You built a nice EKS cluster, connected Superset, and then hit the wall: who gets to log in and what can they actually see? That tension between flexibility and control is where most integration pain lives. EKS Superset brings serious power to your data workflows, but it also opens questions about identity, policy, and access automation.
EKS, short for Amazon Elastic Kubernetes Service, handles orchestration at scale. Apache Superset is the open-source BI layer that turns raw data into dashboards worth showing to management. On paper, they fit beautifully. In practice, handling authentication and network isolation between them can get messy. The goal is simple: keep dashboards reachable to authorized engineers and analysts, not a public endpoint floating in the wind.

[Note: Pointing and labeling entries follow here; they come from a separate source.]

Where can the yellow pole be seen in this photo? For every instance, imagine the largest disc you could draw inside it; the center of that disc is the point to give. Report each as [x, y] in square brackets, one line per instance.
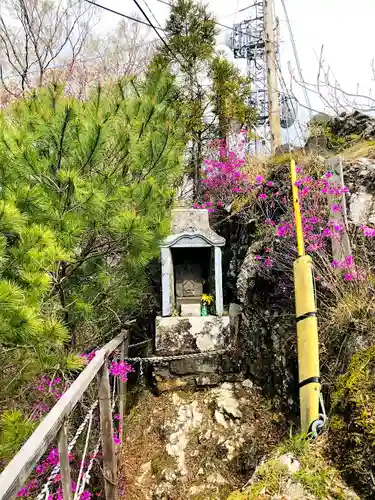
[307, 326]
[297, 210]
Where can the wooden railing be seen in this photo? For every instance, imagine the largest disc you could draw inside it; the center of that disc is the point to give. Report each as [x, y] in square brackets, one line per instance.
[17, 472]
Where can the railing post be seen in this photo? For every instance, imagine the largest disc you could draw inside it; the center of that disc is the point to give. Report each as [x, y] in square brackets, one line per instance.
[123, 386]
[66, 481]
[106, 429]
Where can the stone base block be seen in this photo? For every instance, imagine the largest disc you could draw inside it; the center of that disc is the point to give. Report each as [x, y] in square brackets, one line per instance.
[183, 335]
[190, 310]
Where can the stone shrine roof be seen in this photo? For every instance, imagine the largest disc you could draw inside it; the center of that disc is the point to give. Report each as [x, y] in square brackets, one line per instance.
[191, 228]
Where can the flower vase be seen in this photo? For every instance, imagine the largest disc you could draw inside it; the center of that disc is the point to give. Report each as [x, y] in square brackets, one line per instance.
[204, 310]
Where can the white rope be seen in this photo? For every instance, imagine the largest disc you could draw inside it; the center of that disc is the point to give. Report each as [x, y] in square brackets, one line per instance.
[158, 359]
[44, 493]
[140, 343]
[77, 495]
[87, 476]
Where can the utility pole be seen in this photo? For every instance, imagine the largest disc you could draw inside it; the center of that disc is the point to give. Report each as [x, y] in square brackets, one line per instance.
[272, 82]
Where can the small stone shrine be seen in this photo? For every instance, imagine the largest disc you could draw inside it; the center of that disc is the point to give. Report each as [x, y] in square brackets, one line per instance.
[191, 262]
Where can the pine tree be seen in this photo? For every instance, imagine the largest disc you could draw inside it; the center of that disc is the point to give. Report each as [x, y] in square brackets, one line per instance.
[191, 32]
[86, 194]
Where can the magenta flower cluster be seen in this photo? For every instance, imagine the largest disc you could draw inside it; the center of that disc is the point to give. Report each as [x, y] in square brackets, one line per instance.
[89, 355]
[121, 369]
[224, 173]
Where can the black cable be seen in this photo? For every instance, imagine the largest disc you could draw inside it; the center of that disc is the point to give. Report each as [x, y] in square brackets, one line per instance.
[216, 22]
[123, 15]
[200, 88]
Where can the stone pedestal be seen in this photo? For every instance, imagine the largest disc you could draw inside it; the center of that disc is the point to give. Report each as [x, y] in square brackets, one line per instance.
[191, 265]
[194, 335]
[183, 335]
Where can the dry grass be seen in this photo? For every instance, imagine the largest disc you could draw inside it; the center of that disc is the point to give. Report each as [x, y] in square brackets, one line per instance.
[261, 427]
[143, 443]
[363, 149]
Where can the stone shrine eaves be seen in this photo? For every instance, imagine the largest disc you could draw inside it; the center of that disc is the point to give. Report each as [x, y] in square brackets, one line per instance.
[191, 228]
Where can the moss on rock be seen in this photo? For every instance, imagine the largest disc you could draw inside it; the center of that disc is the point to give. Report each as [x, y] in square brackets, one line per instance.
[352, 425]
[297, 470]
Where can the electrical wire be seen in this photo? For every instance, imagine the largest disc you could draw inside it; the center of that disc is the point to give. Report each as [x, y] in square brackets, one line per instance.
[122, 15]
[166, 45]
[152, 14]
[216, 22]
[94, 58]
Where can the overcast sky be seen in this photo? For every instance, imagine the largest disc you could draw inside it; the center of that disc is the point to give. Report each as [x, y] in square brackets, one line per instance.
[344, 27]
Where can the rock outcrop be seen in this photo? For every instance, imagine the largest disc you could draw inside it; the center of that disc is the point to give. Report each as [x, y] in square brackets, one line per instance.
[356, 124]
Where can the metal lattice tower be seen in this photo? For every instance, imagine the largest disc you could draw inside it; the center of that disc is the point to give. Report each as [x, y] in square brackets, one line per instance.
[248, 42]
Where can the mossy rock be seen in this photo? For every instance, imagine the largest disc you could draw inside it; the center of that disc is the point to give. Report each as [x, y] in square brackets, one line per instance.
[297, 470]
[352, 423]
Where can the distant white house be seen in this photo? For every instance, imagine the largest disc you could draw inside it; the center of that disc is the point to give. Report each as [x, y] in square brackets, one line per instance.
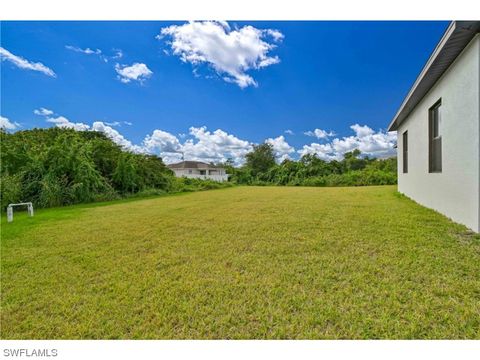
[438, 127]
[198, 170]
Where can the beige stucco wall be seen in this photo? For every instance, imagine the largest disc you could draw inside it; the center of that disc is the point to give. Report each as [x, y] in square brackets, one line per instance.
[455, 191]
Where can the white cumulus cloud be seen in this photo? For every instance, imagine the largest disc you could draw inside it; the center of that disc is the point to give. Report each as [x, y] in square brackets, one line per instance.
[231, 53]
[87, 51]
[43, 112]
[204, 146]
[22, 63]
[281, 148]
[116, 137]
[135, 72]
[63, 122]
[6, 124]
[369, 142]
[319, 133]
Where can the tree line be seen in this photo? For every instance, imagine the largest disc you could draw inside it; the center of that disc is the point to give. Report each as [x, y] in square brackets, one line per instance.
[354, 169]
[57, 166]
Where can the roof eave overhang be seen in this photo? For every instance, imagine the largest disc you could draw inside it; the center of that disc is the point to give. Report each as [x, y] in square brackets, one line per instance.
[457, 36]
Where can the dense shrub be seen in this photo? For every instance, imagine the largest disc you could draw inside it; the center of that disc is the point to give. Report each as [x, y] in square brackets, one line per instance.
[54, 167]
[353, 170]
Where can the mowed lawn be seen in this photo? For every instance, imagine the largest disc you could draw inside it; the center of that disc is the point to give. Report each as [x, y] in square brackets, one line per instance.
[242, 263]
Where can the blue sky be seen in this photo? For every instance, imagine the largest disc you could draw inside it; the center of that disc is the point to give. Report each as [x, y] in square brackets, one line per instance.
[167, 87]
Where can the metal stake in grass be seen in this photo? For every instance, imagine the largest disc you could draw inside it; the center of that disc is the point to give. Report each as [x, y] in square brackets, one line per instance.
[10, 210]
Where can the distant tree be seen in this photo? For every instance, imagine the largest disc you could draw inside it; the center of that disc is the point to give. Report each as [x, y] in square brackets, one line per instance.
[260, 159]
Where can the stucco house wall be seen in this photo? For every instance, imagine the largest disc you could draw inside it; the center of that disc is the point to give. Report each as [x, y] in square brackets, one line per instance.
[455, 191]
[216, 175]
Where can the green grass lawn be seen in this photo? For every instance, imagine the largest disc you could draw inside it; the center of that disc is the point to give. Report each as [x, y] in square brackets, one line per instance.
[244, 262]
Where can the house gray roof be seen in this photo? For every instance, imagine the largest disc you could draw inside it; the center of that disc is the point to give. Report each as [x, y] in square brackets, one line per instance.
[192, 165]
[454, 40]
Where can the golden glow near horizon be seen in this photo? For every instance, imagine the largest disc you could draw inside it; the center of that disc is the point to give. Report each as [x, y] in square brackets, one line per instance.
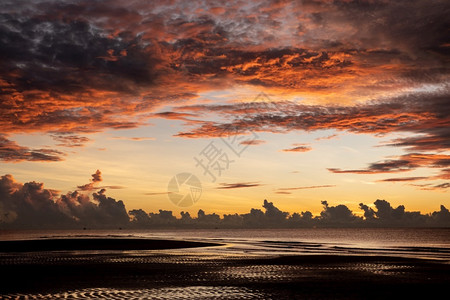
[329, 102]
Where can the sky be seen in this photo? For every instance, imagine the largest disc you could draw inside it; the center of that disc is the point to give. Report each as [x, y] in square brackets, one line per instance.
[296, 102]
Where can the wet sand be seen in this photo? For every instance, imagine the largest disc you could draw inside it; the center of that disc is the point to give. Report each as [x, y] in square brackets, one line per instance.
[196, 274]
[73, 244]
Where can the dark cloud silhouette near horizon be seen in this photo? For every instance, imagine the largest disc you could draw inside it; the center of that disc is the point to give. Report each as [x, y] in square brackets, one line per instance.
[30, 205]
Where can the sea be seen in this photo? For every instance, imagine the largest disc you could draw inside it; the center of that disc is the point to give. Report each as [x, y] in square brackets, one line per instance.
[431, 243]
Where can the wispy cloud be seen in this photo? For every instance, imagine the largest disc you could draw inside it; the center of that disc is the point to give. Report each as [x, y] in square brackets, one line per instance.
[289, 190]
[238, 185]
[298, 148]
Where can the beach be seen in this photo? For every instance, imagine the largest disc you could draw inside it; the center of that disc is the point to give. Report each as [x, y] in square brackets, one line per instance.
[177, 269]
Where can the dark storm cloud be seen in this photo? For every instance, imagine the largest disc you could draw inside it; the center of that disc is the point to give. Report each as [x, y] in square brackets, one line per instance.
[30, 205]
[85, 66]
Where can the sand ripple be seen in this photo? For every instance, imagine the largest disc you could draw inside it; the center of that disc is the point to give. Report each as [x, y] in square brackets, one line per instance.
[190, 292]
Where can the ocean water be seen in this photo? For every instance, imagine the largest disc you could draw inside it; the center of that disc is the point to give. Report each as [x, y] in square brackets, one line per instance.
[410, 242]
[241, 268]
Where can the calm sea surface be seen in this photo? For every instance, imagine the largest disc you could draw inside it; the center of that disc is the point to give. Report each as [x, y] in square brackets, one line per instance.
[228, 271]
[431, 243]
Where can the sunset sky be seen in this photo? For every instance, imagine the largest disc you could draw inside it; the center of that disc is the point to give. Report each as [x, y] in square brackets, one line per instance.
[344, 101]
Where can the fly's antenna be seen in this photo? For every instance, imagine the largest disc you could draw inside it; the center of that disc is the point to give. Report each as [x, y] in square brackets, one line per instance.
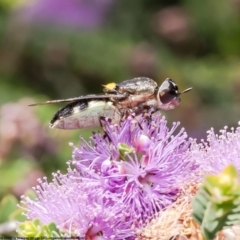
[186, 90]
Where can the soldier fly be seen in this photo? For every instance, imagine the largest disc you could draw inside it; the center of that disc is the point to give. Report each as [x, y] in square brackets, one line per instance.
[136, 96]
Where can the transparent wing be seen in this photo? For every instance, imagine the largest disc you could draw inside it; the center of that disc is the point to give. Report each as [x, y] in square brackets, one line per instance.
[91, 96]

The easiest way to think about this pairing is as two halves of a locked room. EKS runs the room, Superset decorates it with insights. Connecting them securely means setting clear roles, using IAM or OIDC identity mapping, and avoiding static credentials. Instead of embedding service keys inside pods, use an identity-aware proxy that speaks your identity provider’s language, whether that’s Okta, Google Workspace, or AWS IAM.
A typical secure setup involves: the EKS cluster hosting Superset in a namespace, RBAC tied to workload identities, and endpoint access managed through a proxy that authenticates requests per user. With OIDC in the middle, tokens flow from your IDP to the proxy, then to Superset. The proxy enforces who can reach what. Superset doesn’t need to manage passwords, and EKS doesn’t need to expose internal services.
Here’s the fast version for anyone skimming:
To securely connect EKS and Superset, deploy Superset inside your cluster, wrap it behind an identity-aware proxy, and map your RBAC roles to your identity provider via OIDC. This maintains least privilege while giving users consistent, audit-ready access.